Dikutip dari Wikipedia, media sosial adalah sebuah media online (terkoneksi dengan internet - jaringan berskala besar yang menghubungkan antara perangkat yang satu dengan yang lainnya) dimana para penggunanya bisa dengan mudah berpartisipasi, saling berbagi, saling terhubung, dan menciptakan isi meliputi blog, jejaring sosial, wiki, forum dan dunia virtual.
Sebagaimana kita bersama ketahui dari penjabaran diatas bahwa media sosial merupakan cikal bakal pasca lahirnya internet, suatu kreasi dari daya pikir dan usaha manusia yang berkeinginan agar "informasi dapat diakses dengan mudah dan cepat". Sesuatu pemahaman yang kini dianut oleh media sosial dimana secara tidak langsung memproklamirkan datangnya "era keterbukaan".
Media Sosial dan Dua Sisi Mata Pisau
Dalam ranah teknologi ada kalimat terkenal yang menyatakan bahwa "tidak ada sistem yang sempurna selama sistem tersebut dibuat oleh manusia". Dalam pengertiannya seperti ini bahwa secara harafiah manusia tidak luput dari yang namanya kekurangan, sebagaimana sesosok manusia yang membuat sebuah sistem yang sekalipun ia nyatakan sempurna tetap memungkinkan adanya "unsur x" yaitu kekurangan atau ketidaksempurnaan didalamnya. Tak terkecuali dengan media sosial, mengapa?
Dikarenakan media sosial tetap meliputi unsur manusia didalamnya, era keterbukaan yang kini memungkinkan manusia dapat bereksplorasi, bebas mengekspresikan diri, dan menunjukkan eksistensi, dan hal-hal lain sebagainya tidak hanya memiliki potensi positif melainkan pula "negatif". Tanpa ada batasan secara pribadi sebagai pengguna maupun tanpa dibatasi dengan aturan maka era keterbukaan yang dimaksudkan cenderung kebablasan dan berujung kerugian yang imbasnya bisa pribadi maupun disekitarnya rasakan.
Kedewasaan Pola Pikir
Mengacu kepada imbas negatif yang didapat memang hal ini menjadi fokus manakala kejadian serupa kerap terjadi. Kesalahan demi kesalahan terjadi layaknya sebuah sistem dalam tahap "trial and error" dan selama itu perbaikan-perbaikan dilakukan namun sampai saat ini belum menunjukkan hasil yang diinginkan. Era keterbukaan yang cenderung kebablasan ini membuat individu-individu selaku pengguna lupa diri bahwasanya "media sosial bukanlah sarana untuk mencari-cari masalah", media sosial kini sudah jauh menyimpang dari maksud mulia ketika awal mulanya diciptakan.
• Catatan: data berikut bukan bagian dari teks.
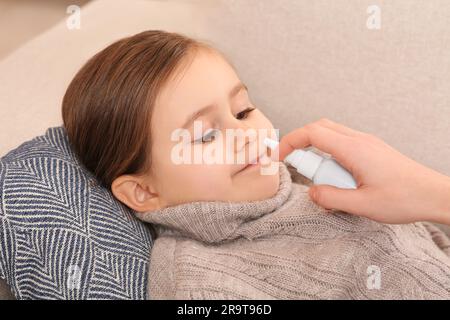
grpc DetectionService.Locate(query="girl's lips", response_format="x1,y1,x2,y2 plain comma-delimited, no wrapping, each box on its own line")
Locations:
234,153,264,175
241,161,261,172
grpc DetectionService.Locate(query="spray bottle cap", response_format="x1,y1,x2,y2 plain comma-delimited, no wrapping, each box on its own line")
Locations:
263,137,323,180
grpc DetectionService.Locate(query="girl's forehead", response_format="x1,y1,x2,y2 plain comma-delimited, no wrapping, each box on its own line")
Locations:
163,51,237,99
154,52,240,122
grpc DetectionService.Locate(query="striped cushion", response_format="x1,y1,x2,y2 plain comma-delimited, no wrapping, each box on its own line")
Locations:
0,127,153,299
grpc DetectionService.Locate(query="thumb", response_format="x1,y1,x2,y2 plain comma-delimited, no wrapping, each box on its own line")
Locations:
308,185,367,215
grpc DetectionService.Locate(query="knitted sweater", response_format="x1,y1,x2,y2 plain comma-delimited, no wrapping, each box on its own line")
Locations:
137,163,450,299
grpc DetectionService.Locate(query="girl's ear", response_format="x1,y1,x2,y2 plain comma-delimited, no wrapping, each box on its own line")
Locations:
111,175,163,213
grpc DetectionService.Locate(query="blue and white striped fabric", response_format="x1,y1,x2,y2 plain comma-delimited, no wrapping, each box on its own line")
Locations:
0,127,153,299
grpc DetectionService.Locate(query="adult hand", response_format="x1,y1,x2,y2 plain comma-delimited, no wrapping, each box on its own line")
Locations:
270,118,450,225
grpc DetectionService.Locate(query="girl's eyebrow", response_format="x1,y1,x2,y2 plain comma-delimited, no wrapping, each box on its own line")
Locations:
181,82,248,129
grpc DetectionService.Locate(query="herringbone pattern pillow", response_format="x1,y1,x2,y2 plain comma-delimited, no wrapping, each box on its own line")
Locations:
0,127,153,299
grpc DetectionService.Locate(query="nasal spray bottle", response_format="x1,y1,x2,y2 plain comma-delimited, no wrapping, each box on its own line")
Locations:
263,137,357,189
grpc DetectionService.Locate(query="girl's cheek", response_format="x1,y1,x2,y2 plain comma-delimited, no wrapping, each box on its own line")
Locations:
192,166,226,186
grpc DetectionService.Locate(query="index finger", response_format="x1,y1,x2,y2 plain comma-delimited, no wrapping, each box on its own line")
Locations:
274,124,353,168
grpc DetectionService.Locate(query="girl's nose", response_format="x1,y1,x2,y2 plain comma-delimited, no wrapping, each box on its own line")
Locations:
232,125,257,154
221,112,257,156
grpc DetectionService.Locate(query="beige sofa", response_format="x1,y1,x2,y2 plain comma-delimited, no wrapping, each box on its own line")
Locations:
1,0,450,299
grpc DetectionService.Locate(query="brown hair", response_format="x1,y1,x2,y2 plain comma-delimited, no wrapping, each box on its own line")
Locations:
62,30,210,190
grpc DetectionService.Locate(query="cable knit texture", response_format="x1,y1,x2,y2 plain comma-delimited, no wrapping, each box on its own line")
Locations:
137,163,450,299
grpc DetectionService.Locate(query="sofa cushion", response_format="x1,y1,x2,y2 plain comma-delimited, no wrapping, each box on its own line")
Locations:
0,0,210,157
0,127,153,299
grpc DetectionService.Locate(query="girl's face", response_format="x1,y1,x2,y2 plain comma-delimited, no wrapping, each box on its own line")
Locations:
114,49,280,212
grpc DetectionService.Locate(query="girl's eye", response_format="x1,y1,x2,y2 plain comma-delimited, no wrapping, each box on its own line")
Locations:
193,128,220,144
235,107,256,120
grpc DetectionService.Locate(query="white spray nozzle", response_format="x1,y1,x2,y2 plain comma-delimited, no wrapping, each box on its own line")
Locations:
264,137,314,177
263,137,279,150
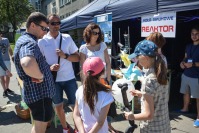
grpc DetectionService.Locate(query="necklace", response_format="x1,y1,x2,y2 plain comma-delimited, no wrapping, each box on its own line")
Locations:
87,43,100,52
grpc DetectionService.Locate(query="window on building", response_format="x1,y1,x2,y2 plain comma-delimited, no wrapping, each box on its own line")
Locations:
89,0,94,3
65,0,71,4
52,2,56,7
60,0,64,7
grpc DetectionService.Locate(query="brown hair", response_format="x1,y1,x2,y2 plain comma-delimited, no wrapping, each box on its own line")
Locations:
152,54,167,85
83,23,103,44
47,14,60,20
146,32,166,48
84,69,111,114
26,12,48,29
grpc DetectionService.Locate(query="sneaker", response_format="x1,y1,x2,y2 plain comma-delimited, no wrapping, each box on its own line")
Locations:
194,119,199,127
3,91,8,97
63,127,70,133
6,88,14,94
175,109,189,114
74,130,79,133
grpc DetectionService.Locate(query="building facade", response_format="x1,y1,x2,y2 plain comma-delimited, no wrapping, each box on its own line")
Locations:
39,0,94,20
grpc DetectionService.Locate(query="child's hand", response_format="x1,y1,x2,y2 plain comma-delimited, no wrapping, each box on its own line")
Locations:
124,111,134,120
130,90,143,97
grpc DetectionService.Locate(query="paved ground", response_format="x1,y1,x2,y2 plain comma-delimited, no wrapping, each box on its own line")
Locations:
0,62,199,133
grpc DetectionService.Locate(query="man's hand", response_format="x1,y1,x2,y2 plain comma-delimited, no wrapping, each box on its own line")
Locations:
183,62,193,68
50,64,60,71
180,61,186,69
56,49,67,59
31,77,43,83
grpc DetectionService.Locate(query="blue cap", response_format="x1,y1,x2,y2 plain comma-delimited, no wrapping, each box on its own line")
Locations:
128,40,157,59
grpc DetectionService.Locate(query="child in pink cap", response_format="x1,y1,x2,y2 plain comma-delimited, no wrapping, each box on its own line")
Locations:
73,57,114,133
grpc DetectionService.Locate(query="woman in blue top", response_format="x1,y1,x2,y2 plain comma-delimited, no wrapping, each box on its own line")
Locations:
0,49,12,111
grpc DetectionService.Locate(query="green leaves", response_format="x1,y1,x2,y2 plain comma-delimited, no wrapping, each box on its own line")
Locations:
0,0,35,39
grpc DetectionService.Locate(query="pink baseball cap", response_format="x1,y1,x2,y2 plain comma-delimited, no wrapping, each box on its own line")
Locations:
83,57,105,76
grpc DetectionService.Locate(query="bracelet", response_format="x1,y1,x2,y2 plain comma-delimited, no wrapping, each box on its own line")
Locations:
65,53,69,59
38,75,44,80
192,62,196,67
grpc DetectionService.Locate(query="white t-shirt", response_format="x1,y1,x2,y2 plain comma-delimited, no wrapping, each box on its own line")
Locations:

Apa yang menyebabkan kesalahan demi kesalahan terulang tak lain dan tak bukan adalah kurangnya kontrol diri selaku pengguna media sosial. Kontrol diri merupakan hal penting selaku pengguna sebagaimana dengan kontrol diri secara logika orang akan menghargai dirinya, orang lain, maupun peraturan yang berlaku sebagai wujud kedewasaan dari pola pikir. Secara pribadi orang yang memiliki kontrol diri yang baik akan berpikir dua kali setiap apa yang akan dilakukannya, begitupun ketika pribadi berinteraksi menggunakan media sosial.
Sulit tetapi Tidak Mustahil
Pertanyaannya sekarang adalah bagaimana membentuk kedewasaan pola pikir ketika menggunakan media sosial? Lingkup media sosial yang digandrungi oleh berbagai kalangan baik tua maupun muda memang menjadi tantangan sendiri dengan puluhan juta pengguna media sosial yang di Indonesia merupakan angka yang teramat besar, jadi jumlah yang besar ini perlu dipilah-pilah agar upaya membentuk kedewasaan pola pikir dapat diwujudkan dan cara penyampaian yang paling efektif adalah melalui keluarga.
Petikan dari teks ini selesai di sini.